A51: Use of the PigA gene mutation assay as a novel blood-based biomarker for cancer progression in the Barrett’s oesophagus – oesophageal adenocarcinoma model

Hasan Haboubi1,2,Lisa Williams2,1,James Manson2,1,Owen Bodger1,Cathy Thornton1,Gareth Jenkins1

1Swansea University, Swansea, UK,2ABMU Health Board, Swansea, UK

Presenting date: Monday 2 November
Presenting time: 12.20-13.10

Background

There has been a 600% increase in the incidence of oesophageal adenocarcinoma (OA) over the last 30-years and given the poor survival associated with this cancer, intensified efforts to better risk stratify patients have been employed. Whilst regular endoscopic surveillance of its precursor Barrett’s oesophagus (BO) condition has been the mainstay, the cost implications of this and potential for patient harm warrant the investigation of adjunctive biomarkers.

The Pig-A gene mutation assay is a fast and reproducible method of assessing genomic instability through the measurement of fluorescently labeled antibodies to specific membrane proteins by flow-cytometric methodology.

We postulate that blood cells circulating through the inflamed oesophageal mucosa, exposed to mutagenic chemicals such as bile, accumulate mutations that can be investigated using this assay.

Method

Blood based cell lines were exposed to physiological doses of refluxate constituents (mimicking the natural exposure to these noxious chemicals) and the Pig-A mutant frequency measured.

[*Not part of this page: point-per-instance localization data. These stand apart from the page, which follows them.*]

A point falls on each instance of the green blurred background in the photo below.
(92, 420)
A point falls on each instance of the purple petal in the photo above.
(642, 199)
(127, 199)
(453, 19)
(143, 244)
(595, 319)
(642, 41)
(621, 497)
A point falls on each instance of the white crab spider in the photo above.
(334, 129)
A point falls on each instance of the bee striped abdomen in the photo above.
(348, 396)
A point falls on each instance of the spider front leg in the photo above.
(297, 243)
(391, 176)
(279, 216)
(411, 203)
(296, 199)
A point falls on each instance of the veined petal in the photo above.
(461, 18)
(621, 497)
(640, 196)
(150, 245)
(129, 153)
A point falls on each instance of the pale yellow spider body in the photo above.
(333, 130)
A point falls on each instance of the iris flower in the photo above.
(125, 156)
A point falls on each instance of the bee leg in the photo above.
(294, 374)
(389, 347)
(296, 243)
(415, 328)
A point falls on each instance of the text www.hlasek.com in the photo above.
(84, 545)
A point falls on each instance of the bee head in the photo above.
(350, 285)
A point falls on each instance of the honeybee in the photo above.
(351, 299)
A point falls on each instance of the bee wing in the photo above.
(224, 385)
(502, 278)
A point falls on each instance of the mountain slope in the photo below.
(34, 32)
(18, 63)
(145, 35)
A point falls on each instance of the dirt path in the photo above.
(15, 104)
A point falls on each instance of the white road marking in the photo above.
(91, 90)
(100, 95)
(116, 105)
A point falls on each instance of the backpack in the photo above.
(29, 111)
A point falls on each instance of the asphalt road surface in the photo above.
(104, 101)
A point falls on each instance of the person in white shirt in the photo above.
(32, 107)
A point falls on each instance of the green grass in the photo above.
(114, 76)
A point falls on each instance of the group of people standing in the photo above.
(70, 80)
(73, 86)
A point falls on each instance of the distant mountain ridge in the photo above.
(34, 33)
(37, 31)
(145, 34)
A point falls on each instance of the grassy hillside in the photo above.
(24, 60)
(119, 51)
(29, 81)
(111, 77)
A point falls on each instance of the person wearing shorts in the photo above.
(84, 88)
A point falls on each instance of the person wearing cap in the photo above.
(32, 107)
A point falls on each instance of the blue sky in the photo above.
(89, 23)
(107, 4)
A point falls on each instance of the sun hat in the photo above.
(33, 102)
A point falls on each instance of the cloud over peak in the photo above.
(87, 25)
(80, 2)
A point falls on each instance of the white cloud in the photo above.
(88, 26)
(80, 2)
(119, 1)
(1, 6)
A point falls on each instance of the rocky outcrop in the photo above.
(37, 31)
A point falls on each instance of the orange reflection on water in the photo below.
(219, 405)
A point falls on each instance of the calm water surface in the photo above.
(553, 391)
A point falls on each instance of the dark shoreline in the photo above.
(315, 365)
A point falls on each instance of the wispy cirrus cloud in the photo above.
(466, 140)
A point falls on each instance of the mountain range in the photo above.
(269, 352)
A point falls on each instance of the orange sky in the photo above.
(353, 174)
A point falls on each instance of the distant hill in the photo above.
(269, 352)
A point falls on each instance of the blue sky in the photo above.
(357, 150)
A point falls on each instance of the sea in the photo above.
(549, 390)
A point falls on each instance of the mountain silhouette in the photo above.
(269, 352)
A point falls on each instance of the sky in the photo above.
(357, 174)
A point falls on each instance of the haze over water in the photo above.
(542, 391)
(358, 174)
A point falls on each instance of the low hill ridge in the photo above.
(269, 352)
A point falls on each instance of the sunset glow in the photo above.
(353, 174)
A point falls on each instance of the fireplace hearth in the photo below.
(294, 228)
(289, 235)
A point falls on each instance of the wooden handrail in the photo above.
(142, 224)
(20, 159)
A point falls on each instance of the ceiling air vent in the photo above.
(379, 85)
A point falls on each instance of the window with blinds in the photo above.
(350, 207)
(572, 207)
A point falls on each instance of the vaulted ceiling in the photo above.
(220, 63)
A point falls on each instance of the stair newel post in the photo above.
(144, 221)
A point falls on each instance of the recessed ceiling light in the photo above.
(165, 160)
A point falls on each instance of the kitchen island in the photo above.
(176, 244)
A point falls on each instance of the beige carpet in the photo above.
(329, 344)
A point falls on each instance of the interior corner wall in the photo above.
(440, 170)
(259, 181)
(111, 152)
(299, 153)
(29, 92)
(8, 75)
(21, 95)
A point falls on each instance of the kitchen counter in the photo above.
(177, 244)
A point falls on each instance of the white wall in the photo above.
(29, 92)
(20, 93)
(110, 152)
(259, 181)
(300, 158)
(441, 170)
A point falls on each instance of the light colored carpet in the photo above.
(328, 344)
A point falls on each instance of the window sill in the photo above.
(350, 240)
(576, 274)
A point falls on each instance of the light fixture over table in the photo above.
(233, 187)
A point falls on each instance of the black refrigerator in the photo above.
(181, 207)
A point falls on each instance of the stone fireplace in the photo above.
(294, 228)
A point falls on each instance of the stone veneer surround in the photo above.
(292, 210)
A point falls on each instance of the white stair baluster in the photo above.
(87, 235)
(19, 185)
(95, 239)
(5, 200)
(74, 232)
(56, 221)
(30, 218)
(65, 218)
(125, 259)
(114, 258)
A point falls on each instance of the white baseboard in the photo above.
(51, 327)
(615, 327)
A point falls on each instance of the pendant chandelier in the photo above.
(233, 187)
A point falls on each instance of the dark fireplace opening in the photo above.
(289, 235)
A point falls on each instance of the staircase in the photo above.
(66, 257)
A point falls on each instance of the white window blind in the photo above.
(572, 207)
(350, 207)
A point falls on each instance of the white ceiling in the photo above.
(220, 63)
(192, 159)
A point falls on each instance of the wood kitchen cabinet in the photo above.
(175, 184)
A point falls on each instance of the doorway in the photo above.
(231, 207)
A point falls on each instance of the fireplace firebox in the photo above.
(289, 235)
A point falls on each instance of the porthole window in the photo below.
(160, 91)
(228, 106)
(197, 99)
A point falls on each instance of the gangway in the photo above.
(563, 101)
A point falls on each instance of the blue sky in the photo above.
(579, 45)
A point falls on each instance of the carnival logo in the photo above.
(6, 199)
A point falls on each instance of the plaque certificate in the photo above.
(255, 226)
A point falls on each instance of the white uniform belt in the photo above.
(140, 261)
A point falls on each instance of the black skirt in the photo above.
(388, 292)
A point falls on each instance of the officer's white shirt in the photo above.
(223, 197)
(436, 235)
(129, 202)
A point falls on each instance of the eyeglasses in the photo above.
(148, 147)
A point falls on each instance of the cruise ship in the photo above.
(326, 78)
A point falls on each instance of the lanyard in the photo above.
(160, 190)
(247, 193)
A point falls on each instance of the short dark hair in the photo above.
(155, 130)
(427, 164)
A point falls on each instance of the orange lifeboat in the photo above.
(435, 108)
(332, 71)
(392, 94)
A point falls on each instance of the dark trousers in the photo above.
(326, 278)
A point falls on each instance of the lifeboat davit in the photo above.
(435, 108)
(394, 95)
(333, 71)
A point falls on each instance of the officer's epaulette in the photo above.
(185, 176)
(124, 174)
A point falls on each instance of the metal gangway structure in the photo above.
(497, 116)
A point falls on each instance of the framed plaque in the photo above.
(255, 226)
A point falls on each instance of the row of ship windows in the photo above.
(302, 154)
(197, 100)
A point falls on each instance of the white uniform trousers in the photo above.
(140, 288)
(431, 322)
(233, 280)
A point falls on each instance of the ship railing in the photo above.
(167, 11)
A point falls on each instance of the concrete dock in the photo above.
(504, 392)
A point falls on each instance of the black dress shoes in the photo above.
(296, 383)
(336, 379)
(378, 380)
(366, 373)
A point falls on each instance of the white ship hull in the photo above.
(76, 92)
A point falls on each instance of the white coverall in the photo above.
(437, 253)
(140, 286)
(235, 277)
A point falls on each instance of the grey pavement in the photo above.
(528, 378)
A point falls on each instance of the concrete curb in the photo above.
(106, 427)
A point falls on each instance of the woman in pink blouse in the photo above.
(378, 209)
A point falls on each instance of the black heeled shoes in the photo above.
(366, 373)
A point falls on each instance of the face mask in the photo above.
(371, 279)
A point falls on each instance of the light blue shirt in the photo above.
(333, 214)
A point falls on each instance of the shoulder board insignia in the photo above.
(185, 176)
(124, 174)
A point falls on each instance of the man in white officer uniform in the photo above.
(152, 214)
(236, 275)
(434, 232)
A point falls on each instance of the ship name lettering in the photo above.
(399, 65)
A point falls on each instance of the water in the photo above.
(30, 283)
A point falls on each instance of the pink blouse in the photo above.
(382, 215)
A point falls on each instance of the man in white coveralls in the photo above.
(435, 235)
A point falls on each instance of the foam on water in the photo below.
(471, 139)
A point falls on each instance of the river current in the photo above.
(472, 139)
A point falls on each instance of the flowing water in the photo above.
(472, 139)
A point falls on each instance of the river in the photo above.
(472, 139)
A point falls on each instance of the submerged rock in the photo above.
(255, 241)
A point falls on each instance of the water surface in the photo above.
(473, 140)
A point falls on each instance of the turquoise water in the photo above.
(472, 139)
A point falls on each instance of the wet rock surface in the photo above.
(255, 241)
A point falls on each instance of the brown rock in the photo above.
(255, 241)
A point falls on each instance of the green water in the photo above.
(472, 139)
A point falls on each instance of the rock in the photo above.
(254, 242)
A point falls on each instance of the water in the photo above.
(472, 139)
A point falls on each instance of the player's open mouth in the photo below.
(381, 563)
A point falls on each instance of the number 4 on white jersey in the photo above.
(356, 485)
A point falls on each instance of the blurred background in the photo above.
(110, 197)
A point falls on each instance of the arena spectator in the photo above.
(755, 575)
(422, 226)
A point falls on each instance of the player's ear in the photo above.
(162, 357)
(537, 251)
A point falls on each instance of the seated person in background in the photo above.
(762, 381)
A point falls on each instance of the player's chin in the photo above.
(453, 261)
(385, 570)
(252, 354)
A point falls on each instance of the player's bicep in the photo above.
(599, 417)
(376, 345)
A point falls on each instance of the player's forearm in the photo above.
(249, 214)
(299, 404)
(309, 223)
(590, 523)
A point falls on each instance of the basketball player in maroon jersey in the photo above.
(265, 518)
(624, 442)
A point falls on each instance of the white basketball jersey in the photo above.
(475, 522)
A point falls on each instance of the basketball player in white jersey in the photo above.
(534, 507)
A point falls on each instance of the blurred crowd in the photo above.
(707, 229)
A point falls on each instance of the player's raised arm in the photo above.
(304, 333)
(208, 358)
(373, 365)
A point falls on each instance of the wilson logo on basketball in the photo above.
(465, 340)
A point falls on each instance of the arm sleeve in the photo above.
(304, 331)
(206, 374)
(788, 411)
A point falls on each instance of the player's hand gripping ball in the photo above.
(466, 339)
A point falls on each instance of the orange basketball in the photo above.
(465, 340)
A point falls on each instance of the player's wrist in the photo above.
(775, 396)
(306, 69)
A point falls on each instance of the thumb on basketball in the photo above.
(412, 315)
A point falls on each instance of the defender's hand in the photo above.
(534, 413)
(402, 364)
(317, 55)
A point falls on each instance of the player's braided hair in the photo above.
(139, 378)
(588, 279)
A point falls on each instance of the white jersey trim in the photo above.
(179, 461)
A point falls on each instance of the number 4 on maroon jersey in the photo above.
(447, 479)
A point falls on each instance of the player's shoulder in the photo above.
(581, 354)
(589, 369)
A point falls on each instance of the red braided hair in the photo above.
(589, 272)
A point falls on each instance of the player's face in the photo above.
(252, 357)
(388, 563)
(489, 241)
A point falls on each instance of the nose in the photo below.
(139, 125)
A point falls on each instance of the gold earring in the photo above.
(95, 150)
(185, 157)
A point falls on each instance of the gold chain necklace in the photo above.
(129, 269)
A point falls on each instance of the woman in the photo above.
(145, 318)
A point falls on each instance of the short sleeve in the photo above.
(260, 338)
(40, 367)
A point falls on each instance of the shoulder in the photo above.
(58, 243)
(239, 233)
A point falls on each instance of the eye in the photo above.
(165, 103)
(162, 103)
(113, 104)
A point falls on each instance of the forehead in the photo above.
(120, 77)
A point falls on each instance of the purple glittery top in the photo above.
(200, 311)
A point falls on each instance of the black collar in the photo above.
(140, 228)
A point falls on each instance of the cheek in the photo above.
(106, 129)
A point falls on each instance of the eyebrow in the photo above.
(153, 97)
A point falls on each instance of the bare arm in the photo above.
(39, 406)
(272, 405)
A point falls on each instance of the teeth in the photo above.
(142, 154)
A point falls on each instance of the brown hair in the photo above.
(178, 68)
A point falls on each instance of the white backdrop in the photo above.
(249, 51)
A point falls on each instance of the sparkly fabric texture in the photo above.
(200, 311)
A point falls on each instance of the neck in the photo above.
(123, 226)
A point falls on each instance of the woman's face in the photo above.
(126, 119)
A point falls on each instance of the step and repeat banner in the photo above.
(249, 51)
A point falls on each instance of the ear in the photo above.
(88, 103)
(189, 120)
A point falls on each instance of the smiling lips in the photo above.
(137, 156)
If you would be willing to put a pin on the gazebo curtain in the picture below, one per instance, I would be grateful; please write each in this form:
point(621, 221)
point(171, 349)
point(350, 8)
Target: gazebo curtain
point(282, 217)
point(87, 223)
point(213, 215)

Subsequent ex-vivo analysis of blood was undertaken in patients attending endoscopy with symptoms of gastro-oesophageal reflux disease, GORD. Pig-A analysis of erythrocytes and leucocytes was performed and results correlated with histopathological analysis of oesophageal biopsies as well as a detailed lifestyle questionnaire.

Results

In-vitro investigations confirmed the carcinogenicity of bile salts to blood based cell lines, (p<0.05).

Subsequent ex-vivo erythrocyte analysis of 121 patients was undertaken. Confounding variables such as smoking and increasing age were associated with higher mutant frequencies. Both univariate and multivariate analysis demonstrated statistically significant elevations in mutant frequency in OA patients compared to normal controls (p<0.01).

Conclusion

The application of this simple, blood-based assay in reflux sufferers demonstrates greater levels of DNA damage in OA patients compared to patients with Barrett’s or GORD alone.

The PigA gene mutation assay has the potential to be a biomonitoring tool in both Barrett’s oesophagus as well as other pre-malignant conditions.